0 - https://nmaahc.si.edu/object/nmaahc_2014.139.1?destination=/...

notRobot · 4 years ago
I used to use floppies for my Yamaha synth from the early 2000s, but I recently finally did the USB mod and I completely recommend it!
jacquesm · 4 years ago
Cool! Those things are indestructible. Very nice hardware.
C19is20 · 4 years ago
I somehow remember some way of getting them to be read on an atari.
walrus01 · 4 years ago
Wouldn't it be interesting if the floppy disks lost were 2.88MB and also only commonly readable in japan, where that rare format of drive was very slightly more popular in the mid 1990s.
tssva · 4 years ago
I remember in the mid-90s a customer had just prior to my contract with them starting deployed some 3COM enterprise core routers. They were having issues with connectivity to their Banyan Vines servers which I tracked down to an issue with the routers. 3COM had a bug fix but the routers required the use of 2.88MB floppies to upgrade them. Neither the customer or I had a 2.88MB floppy drive to write the upgrade to. It took 2 full days of searching to find anyone who could get me one in less than a month.
spicybright · 4 years ago
I know it's security by obscurity, but this would secure the data a very decent amount lol
scoopertrooper · 4 years ago
Not quite obscurity given the attackers could measure the disk and do a quick Yahoo search. Maybe, security by antiquity?

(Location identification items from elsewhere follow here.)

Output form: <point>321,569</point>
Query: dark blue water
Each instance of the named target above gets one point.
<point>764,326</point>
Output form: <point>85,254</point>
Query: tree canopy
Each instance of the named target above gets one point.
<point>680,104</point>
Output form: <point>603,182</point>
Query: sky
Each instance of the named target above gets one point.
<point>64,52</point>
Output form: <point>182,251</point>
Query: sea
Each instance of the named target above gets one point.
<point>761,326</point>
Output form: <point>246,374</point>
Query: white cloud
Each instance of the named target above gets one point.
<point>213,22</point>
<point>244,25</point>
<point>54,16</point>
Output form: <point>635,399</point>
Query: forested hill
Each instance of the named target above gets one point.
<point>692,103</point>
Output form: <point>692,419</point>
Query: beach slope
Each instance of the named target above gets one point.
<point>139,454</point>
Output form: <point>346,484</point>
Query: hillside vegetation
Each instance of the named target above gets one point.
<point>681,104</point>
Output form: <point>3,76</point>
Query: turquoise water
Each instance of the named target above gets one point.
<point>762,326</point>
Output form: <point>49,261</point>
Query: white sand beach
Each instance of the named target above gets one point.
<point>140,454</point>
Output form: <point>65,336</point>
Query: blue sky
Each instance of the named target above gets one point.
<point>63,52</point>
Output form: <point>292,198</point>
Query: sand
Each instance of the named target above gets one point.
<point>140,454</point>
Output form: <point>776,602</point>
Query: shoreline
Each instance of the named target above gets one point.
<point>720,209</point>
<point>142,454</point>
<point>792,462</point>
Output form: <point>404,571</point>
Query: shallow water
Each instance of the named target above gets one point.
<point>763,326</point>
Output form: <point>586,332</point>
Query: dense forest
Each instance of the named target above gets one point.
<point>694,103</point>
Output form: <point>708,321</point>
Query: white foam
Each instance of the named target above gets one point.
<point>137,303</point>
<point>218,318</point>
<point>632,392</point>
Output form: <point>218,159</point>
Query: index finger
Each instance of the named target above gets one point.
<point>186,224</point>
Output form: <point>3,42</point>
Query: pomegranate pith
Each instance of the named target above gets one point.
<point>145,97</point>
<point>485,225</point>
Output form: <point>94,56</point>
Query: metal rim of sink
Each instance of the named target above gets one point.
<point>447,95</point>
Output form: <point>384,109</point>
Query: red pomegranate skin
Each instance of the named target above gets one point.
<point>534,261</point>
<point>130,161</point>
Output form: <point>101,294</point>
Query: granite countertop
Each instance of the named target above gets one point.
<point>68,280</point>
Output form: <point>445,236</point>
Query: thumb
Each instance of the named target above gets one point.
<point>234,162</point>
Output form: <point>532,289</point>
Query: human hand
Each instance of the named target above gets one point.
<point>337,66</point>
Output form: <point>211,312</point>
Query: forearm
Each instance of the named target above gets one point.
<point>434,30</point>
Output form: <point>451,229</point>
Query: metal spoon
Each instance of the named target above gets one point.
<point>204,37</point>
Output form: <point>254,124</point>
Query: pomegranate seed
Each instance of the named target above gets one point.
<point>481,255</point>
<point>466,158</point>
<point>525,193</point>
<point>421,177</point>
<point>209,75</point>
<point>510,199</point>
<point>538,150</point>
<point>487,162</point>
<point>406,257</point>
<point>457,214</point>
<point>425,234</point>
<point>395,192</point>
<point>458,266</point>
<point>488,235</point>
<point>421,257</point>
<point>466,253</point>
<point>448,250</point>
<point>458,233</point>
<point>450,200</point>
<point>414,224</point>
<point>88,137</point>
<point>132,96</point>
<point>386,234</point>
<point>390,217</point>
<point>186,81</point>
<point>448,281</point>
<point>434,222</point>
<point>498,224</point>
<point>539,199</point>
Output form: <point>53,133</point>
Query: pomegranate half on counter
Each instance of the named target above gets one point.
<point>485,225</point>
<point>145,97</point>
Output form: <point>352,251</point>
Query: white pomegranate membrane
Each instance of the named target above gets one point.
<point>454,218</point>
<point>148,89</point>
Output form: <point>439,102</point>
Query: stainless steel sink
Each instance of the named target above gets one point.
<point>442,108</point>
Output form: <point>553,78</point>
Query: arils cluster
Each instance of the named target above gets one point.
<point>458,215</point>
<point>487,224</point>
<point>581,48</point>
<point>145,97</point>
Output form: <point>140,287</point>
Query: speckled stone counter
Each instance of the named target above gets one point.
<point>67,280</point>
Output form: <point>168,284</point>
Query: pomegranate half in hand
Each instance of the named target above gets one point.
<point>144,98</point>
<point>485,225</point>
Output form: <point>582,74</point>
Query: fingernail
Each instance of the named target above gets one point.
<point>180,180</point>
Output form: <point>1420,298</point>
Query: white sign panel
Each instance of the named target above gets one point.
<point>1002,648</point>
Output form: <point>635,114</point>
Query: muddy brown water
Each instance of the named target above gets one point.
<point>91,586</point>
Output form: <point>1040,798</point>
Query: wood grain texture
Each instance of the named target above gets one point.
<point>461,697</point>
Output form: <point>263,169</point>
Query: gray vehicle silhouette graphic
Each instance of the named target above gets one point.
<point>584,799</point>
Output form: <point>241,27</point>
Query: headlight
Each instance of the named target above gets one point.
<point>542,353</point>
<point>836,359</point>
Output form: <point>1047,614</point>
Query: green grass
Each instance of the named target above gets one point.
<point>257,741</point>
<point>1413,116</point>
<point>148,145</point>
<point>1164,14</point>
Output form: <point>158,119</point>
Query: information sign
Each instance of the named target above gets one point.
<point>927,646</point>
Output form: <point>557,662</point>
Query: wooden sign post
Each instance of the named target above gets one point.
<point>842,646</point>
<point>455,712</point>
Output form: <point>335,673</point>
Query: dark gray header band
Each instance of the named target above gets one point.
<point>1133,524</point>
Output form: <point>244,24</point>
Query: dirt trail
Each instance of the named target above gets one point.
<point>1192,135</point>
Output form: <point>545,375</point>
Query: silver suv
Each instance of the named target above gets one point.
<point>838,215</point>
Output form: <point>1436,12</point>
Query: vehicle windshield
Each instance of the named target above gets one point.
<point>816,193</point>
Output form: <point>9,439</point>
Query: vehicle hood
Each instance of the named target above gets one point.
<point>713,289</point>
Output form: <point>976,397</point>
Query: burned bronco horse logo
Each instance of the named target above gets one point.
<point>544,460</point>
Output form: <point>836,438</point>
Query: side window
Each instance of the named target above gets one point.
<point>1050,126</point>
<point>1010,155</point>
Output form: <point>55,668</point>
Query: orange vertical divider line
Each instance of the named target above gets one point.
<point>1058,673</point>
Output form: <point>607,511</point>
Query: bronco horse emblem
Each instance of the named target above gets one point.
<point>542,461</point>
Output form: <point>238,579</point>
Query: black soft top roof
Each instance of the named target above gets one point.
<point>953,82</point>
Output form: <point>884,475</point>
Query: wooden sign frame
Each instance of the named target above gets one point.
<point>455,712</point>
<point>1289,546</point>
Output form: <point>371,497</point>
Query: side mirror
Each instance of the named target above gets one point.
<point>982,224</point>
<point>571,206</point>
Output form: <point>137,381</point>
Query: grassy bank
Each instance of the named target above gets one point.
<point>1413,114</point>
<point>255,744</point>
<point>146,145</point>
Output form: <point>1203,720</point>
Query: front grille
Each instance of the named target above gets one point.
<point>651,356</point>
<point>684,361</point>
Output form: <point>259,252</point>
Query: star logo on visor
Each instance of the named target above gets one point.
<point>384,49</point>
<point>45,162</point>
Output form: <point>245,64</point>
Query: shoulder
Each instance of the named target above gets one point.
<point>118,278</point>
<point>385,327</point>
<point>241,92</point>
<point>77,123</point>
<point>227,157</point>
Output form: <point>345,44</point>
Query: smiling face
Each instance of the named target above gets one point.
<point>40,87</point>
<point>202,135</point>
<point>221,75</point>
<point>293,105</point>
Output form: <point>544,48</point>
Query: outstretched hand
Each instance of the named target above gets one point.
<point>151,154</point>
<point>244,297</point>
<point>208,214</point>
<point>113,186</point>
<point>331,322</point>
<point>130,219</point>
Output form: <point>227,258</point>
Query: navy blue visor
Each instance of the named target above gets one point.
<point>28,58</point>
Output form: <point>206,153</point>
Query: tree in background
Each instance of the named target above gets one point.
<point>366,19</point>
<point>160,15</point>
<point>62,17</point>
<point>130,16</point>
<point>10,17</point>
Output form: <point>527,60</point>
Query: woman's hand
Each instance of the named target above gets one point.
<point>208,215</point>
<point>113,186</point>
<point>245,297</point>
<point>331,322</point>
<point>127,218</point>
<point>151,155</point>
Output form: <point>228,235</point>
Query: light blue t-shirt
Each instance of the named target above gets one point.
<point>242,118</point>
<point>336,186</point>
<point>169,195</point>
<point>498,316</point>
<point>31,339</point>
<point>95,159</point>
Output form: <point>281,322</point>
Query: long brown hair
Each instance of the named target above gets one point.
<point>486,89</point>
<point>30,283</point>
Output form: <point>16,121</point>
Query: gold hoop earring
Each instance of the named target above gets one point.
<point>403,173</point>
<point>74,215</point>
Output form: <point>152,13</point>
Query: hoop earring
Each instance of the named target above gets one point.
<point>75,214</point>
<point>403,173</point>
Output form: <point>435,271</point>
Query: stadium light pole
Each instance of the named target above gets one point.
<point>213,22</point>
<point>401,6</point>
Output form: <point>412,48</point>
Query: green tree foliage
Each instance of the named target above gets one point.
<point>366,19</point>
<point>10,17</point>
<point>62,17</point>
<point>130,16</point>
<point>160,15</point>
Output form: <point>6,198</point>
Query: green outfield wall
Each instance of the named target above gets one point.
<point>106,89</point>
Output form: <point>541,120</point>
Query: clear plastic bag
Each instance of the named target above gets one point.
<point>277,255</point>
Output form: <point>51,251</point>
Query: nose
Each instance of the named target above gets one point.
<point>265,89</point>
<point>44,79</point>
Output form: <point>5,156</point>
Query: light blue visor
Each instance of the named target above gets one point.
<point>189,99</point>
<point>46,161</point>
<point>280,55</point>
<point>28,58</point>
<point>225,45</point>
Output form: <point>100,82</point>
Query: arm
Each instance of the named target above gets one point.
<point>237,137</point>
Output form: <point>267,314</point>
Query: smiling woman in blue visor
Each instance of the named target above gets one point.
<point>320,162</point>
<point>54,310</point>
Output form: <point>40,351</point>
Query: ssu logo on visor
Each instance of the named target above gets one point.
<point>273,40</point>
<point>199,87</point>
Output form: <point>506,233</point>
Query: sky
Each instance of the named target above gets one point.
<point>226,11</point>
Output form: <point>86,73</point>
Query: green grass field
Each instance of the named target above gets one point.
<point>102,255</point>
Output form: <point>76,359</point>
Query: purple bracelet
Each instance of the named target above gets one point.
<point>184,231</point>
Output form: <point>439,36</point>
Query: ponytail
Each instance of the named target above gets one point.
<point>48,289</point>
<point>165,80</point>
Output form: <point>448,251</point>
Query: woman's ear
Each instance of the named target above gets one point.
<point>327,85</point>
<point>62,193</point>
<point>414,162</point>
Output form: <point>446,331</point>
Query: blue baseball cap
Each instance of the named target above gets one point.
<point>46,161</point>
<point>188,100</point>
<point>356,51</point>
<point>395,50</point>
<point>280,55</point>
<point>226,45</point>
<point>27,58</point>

hereforphone · 4 years ago
I heard they were superfamicom cartridges
jle17 · 4 years ago
I think you mean famicom. Unless I'm mistaken, the famicom and the 64 had floppy drives add-ons (FDS and 64DD), but I don't think the super famicom did. Unless you're speaking of 3rd party tools like those used to copy games, but afaik they use standard floppies.
rzzzt · 4 years ago
Maybe HiFD or SuperDisk, Iomega something-or-the-other...
chrisstanchak · 4 years ago
Don't worry they were Bernoulli disks
cbfrench · 4 years ago
Criminals recover the disks but then are foiled in their dastardly endeavors because they can’t find a disk drive to load the floppies.
snek_case · 4 years ago
There's many options to buy affordable 3.5" USB floppy drives on Amazon and eBay. However, I haven't been able to find any obvious options to read 5.25" floppy disks on a modern machine.
morganvachon · 4 years ago
There were external 5.25 drives back in the day that connected via parallel port, one of those paired with a parallel to USB bridge should do the trick. The really hard part will be drivers, unless your USB adapter has one baked into the firmware you may find yourself writing your own drivers.